Así pues, el fondo de todo es la posición que se asume frente a los derechos humanos, a la dignidad de la persona humana, a su integridad. La verdad es que el padre Francisco de Roux no puede defender a violadores de los derechos humanos, provengan de donde provengan, y así lo ha demostrado a lo largo de su vida. El problema es que muchos de los responsables de estas violaciones han estado siempre vinculados a los sectores sociales y económicos que representa el uribismo y el Centro democrático: ex jefes del DAS, ex ministros, parlamentarios, dirigentes de grandes gremios y grupos económicos, latifundistas y ganaderos (como los asociados en Fedegan, la de Jorge Visbal Martelo, condenado por paramilitarismo, y de José Felix Lafaurie), militares y policías, ex embajadores, constituyen la pléyade de personas que, relacionadas de una u otra manera con el narcotráfico, el paramilitarismo y la consecuente violación de los derechos humanos, se reúnen en una de “las partes” para defenderse y acusar a todos los que denuncian sus crímenes (incluído el genocidio del que habla Monseñor Monsalve, que es real) como aliados de la guerrilla o del “castrochavismo”, izquierdistas, mamertos, enemigos de su paz, que es la paz de los sepulcros, que es el statu quo de desigualdad, de inequidad rampante, de muerte y de injusticia indecible.

Esta es la realidad de nuestro país, esta es la verdad. En la Comisión de la verdad lo que hay es un grupo de humanistas, de defensores de los derechos humanos, sin duda. Para equilibrar, para “hacer balance” como dijo el exministro, ¿habría que nombrar en ella a algunos enemigos de los derechos humanos? ¿Esa es la manera de avanzar en la búsqueda de la verdad? Así lo hizo el gobierno al nombrar en el Centro Nacional de Memoria histórica a un enemigo del proceso de paz y arrodillado seguidor del uribismo. Ya ha dejado ver que avanza, no por el camino de la verdad sino hacia la no-verdad.

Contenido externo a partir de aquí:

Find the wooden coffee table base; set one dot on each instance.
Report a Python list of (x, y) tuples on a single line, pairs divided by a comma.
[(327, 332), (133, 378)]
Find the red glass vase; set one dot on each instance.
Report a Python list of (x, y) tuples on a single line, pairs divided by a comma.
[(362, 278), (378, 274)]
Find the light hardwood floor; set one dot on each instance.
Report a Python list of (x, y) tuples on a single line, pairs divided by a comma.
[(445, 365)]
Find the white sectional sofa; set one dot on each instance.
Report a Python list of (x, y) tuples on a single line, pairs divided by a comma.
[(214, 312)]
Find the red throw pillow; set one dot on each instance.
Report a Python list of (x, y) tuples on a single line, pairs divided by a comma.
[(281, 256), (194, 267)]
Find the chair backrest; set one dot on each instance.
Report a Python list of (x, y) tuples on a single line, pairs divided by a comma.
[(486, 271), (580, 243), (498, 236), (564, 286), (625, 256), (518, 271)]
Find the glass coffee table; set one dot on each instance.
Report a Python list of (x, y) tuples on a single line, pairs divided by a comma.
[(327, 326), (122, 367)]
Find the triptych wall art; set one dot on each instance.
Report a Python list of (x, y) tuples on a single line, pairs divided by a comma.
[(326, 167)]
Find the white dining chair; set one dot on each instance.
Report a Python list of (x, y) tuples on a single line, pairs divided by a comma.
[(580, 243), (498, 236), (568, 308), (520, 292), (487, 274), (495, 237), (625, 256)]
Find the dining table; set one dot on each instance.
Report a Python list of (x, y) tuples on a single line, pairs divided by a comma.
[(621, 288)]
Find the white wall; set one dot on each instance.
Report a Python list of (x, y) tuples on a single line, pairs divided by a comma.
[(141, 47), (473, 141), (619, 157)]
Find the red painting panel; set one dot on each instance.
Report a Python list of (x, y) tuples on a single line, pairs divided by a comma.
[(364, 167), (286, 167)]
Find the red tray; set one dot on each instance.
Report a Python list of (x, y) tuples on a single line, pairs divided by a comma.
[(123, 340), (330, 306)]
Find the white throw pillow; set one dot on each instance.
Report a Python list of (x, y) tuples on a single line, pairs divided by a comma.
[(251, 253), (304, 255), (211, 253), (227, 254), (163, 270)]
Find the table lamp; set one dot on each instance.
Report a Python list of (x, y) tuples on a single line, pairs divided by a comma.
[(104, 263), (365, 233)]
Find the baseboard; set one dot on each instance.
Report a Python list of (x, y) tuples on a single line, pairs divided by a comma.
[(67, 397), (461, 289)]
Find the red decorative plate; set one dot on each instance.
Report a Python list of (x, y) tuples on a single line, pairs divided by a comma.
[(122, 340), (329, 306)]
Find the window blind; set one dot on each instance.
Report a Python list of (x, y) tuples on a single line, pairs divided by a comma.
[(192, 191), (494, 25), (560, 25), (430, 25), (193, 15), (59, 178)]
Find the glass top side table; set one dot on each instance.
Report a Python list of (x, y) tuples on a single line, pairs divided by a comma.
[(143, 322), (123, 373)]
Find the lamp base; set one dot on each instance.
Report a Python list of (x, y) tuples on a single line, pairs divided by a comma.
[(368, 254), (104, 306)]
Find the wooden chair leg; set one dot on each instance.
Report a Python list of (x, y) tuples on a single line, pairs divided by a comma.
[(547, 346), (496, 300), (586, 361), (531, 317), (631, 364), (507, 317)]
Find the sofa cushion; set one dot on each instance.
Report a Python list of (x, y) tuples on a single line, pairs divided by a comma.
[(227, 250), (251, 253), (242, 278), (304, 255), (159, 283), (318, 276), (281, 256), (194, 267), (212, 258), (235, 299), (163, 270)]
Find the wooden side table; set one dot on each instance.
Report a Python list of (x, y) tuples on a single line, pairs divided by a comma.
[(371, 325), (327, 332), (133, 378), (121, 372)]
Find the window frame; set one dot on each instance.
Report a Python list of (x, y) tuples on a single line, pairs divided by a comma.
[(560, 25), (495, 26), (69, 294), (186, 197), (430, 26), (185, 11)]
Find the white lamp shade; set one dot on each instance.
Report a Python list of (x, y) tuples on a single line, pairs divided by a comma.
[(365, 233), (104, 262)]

A pesar de todo el tiempo transcurrido, a pesar de los enormes esfuerzos desplegados por tantos seres humanos en favor de la paz y de la convivencia armónica, el fanatismo y la intolerancia denunciados valientemente por Voltaire en el siglo XVIII, siguen vigentes en nuestra época y en la conciencia de muchos colombianos. “En definitiva, el interés del Estado es que los hijos expatriados vuelvan con modestia a la casa de su padre; la humanidad lo requiere, la razón lo aconseja y la política no puede asustarse por ello”, escribía el filósofo (El elogio de la tolerancia, o Contra el fanatismo). Para algunos, lo único posible es la desaparición física del enemigo, utilizando los medios que sea; recurrir al genocidio es uno de ellos.

Debo recordar que vivimos en un Estado social de derecho, y este es un principio fundante de gran envergadura que implica para el gobernante el sacrosanto compromiso de promover y garantizar la defensa de los derechos humanos de todos los ciudadanos, la vida en primer lugar. Los derechos humanos son el mínimo ético de la convivencia, y el Estado debe garantizar que ello sea así. La separación y la independencia de las ramas del poder político debe servir firmemente a ese propósito, tal como lo planteó Norberto Bobbio (Liberalismo y democracia). Así, la lucha por los derechos humanos no es el mero capricho de unos cuantos.

Los amantes de la vida, los “biófilos” no podemos cruzarnos de brazos ante las fuerzas de la muerte. Aún en estos tiempos en que hasta los virus se ensañan con los pueblos más indefensos, debemos sumar fuerzas por la vida y por la paz. No se puede ser neutro o “tibio” en este propósito esencial. Ser o no ser, he ahí el dilema.

¿De qué lado estás?

¡Para la vida y la paz, todo. Para la guerra y la muerte, nada!

Cali, julio 20 de 2020, en la XVIII semana de cuarenpena a causa de la pandemia por el Covid-19, con 197.200 contagiados y 6.736 muertos en Colombia, y 13.8 millones de contagiados y màs de 590.000 muertos en el planeta. El mismo día en que se posesiona como presidente del Senado otro integrante de “la parte” enemiga de los derechos humanos, traficante de votos: Arturo Char, de la élite tanatófila.